I love what Casey has done for this team...I'm so glad that we're good defensively. Last season just about killed me. McHale still needs to get another rebounder (or three), but other than that, I love this team. I just wish that Hoiberg could play this year.


----------



## JuX (Oct 11, 2005)

moss_is_1 said:


> i sure think so or atleast from 3...4-5
> im liking our play in the 2nd half this year...being able to come back kg 1 point shy of 16,000 i wonder if he'll get in next game lol


There'll a 99.9% chance he will surpass that against the Kings. 

I want to see that from wally for the rest of season, he can be unbelievable in one game you would never know.


----------



## The lone wolf (Jul 23, 2003)

The King of the World said:


> I love what Casey has done for this team...I'm so glad that we're good defensively. Last season just about killed me. McHale still needs to get another rebounder (or three), but other than that, I love this team. I just wish that Hoiberg could play this year.
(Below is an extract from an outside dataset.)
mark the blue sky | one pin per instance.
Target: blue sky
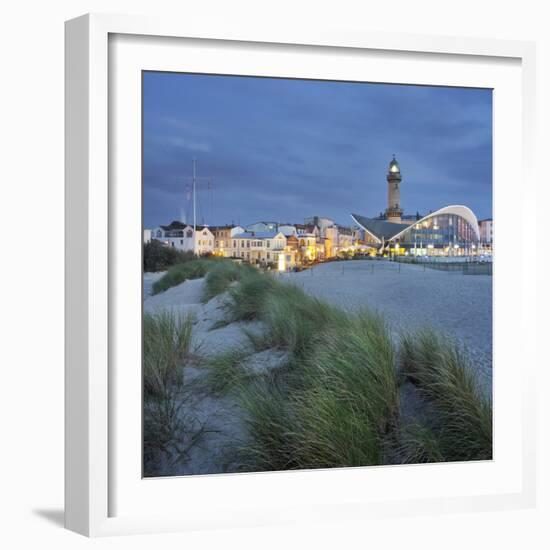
(283, 150)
Actually - defense is still our big problem - we are pretty pathetic. letting lakers go 44/81 = bad


----------



## socco (Jul 14, 2002)

The lone wolf said:


> Actually - defense is still our big problem - we are pretty pathetic. letting lakers go 44/81 = bad


http://www.knickerblogger.net/stats/2006/d_de.htm

Not really, we're a great defensive team this year. The first 3/4 of this game was the worst we've played all year. I wouldn't judge our defense just on that.


----------



## The lone wolf (Jul 23, 2003)

Interesting.. maybe they play bad defense on some games and amazing defense on the others to even things out. 
when i actually see them play - they seem to give up a lot of points in the paint and high % shots


----------



## socco (Jul 14, 2002)

2nd best in FG% allowed. This is a very good defensive team.


----------



## G-Force (Jan 4, 2005)

Congrats on a nice road win, especially with that huge fourth quarter. Wally had a monster game and KG was KG.

Minnesota had only 22 rebounds as a team?

G-Force


----------



## JuX (Oct 11, 2005)

Only 22. Can't you believe that? Sometimes rebounding is not a big factor in the game as other.
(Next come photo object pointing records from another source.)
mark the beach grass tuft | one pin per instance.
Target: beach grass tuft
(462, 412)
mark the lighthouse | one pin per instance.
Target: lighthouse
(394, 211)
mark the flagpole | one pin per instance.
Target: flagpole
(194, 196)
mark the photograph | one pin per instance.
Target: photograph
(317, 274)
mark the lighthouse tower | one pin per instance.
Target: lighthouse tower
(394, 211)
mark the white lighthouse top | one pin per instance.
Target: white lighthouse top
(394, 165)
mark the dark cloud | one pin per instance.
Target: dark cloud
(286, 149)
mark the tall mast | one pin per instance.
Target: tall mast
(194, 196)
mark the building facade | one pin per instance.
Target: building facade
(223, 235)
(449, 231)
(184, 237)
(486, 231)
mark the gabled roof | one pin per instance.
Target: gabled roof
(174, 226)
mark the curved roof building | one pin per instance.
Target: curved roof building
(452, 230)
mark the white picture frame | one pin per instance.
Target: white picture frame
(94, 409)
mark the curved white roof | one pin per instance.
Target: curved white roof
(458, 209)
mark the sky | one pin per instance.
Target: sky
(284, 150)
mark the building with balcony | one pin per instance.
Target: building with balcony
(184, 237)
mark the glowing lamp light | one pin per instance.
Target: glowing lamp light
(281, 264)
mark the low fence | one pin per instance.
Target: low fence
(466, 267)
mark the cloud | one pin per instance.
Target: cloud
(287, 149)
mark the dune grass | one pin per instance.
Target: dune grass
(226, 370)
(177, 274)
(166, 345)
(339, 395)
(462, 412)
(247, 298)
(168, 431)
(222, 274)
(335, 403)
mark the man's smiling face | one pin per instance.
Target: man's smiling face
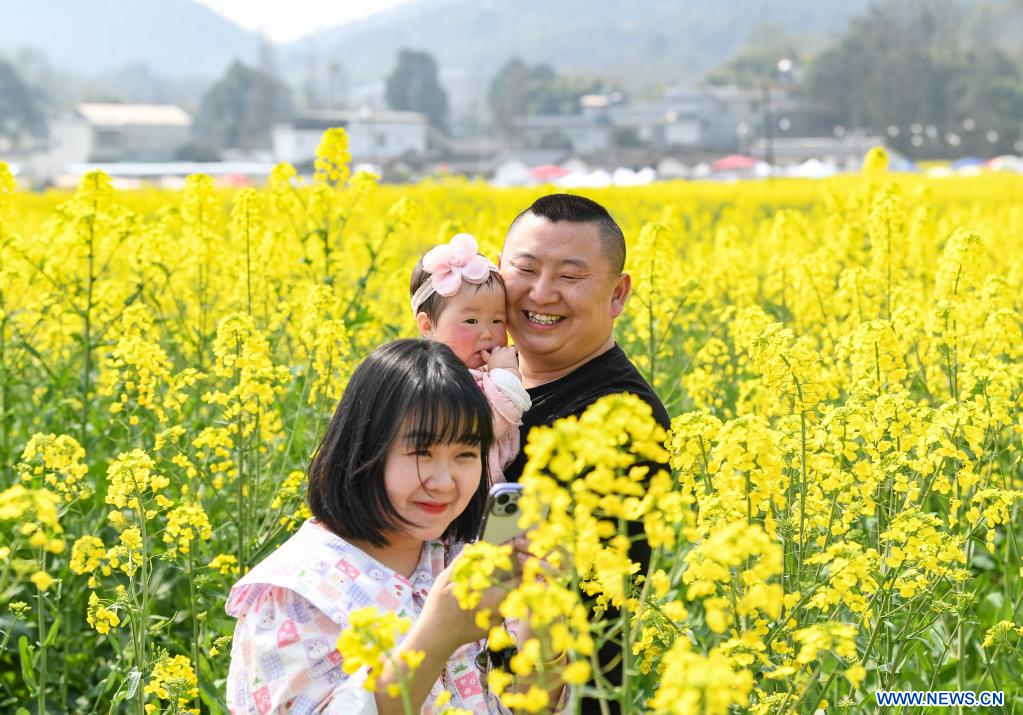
(563, 297)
With the Nuggets loss, we are still in the 1st and 1.5 games ahead of them. WHoo! Even though the 8-6 records make it sounds kind of bad but we're actually in the 3rd place in the Western Conference. Too many irony around here.


----------



## sheefo13 (Jul 13, 2002)

Wow what a game by the Wolves. Things didn't look good in the 2nd quarter, but once we got within 20 in the 3rd with KG on the bench, I had a feeling we would get close. Huge shots from that last lineup we had on the floor (Hassell, Jaric ect). Huge win for us. Hopefully we can continue the momentum into sunday.


----------